Despite more that doubling from its March 2020 lows, at the current price of $177 per share, Walt Disney stock (NYSE: DIS) still looks undervalued. Disney stock has rallied from $86 to $177 off its recent bottom, compared to S&P 500 which increased over 85% from its recent lows. The stock has outperformed the market over the last one year due to an extremely strong performance by its streaming business, Disney+, as streaming demand has been high during the pandemic. Along with continued strong demand for streaming, with gradual lifting of lockdowns and a successful vaccine rollout, Disney’s traditional businesses like cable and theme parks are also expected to see recovery in the coming quarters. Signs of recovery of its business are seen with Disney returning to U.S. multiplexes in March 2021 after almost a break of one year. Also, Disney reopened its original Disneyland and its adjacent Disney’s California Adventure sister park in the last week of April 2021. Thus, despite the stock more than doubling since March 2020 and being 65% above its December 2017 level, we believe expectations of higher revenue and earnings in 2021 and 2022 will provide Disney’s investors with a potential gain of more than 15%. Our dashboard Buy Or Fear Walt Disney Stock has the underlying numbers.
Some of the stock price rise between 2018 and 2020 can be justified by the P/S multiple rising more than 60% from 3x to 5x. During the same period Disney’s revenues increased 18.6% from $55.1 billion to $65.4 billion. However, with the number of shares rising sharply on account of acquisitions, on a per share basis the revenue increased only 2% from $35.18 to $35.84 during this time. Thus, the rise in the P/S multiple was entirely driven by expectations of continued strong growth in streaming and the revival of traditional business segments post pandemic. The P/S multiple, which currently stands at around 5x, is likely to remain elevated at the current level as revenue and earnings expectations remain strong for the near term.
Where is the stock headed?
The global spread of coronavirus led to lockdown in various cities across the globe, which has affected industrial and economic activity. Due to lockdowns in almost all major cities over the globe, film shooting has been halted while amusement parks have been shut for months. The company’s traditional key revenue sources – theatrical, theme parks, etc. – has come to a virtual stop due to the pandemic. Additionally, the cord-cutting has led to a drop in Cable TV and advertising demand. This was evident in the Q3 2020 results of the company where Disney’s revenues decreased 42% y-o-y. Things began to improve a bit in Q1 2021 (ending Dec 2020), where the y-o-y revenue decline was 22% and in Q2 2021 when the revenue decline was 13%.

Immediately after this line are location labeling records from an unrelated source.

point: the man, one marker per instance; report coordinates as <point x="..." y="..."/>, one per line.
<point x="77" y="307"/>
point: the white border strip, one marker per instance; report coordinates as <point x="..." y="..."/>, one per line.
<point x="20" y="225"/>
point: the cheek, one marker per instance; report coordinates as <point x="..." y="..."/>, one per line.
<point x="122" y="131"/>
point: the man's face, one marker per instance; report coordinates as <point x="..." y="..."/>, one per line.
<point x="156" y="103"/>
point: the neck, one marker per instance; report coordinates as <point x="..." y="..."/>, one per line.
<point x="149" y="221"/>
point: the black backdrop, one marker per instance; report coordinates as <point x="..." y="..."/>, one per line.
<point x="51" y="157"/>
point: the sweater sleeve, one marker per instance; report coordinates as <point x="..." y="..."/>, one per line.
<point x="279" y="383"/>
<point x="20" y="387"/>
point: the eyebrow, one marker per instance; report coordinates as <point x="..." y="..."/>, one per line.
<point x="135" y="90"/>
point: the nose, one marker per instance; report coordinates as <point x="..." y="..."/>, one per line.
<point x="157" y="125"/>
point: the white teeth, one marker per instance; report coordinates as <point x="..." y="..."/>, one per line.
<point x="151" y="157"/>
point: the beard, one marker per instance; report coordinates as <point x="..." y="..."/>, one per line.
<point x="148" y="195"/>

There have been signs of reopening of the economy and lifting of lockdowns which led to a surge in the stock price. The successful vaccine rollout has also led to expectations of faster demand revival, with theatrical releases and reopening of theme parks likely to get back on track soon in the coming months. Any further recovery and its timing hinge on the broader containment of the coronavirus spread. Our dashboard Trends In U.S. Covid-19 Cases provides an overview of how the pandemic has been spreading in the U.S. and contrasts with trends in Israel. The company is currently focusing on streaming, with Disney+ having a subscriber base of more than 103 million in just one and a half years of operations. To put things in perspective, Netflix NFLX achieved a subscriber count of 200 million after a decade of operations; at the current rate Disney is likely to reach that milestone is a much shorter time. Additionally, the company’s traditional businesses are also likely to see a turnaround in 2021 and 2022 as advertising, theme parks, and cable revenues get back on track. Thus, with investors’ focus having shifted to 2021 and 2022 numbers, strong revenue and earnings growth in the next two years will drive a further rise in the stock price. As per Trefis, Disney’s valuation works out to $205 per share, higher than its current market price.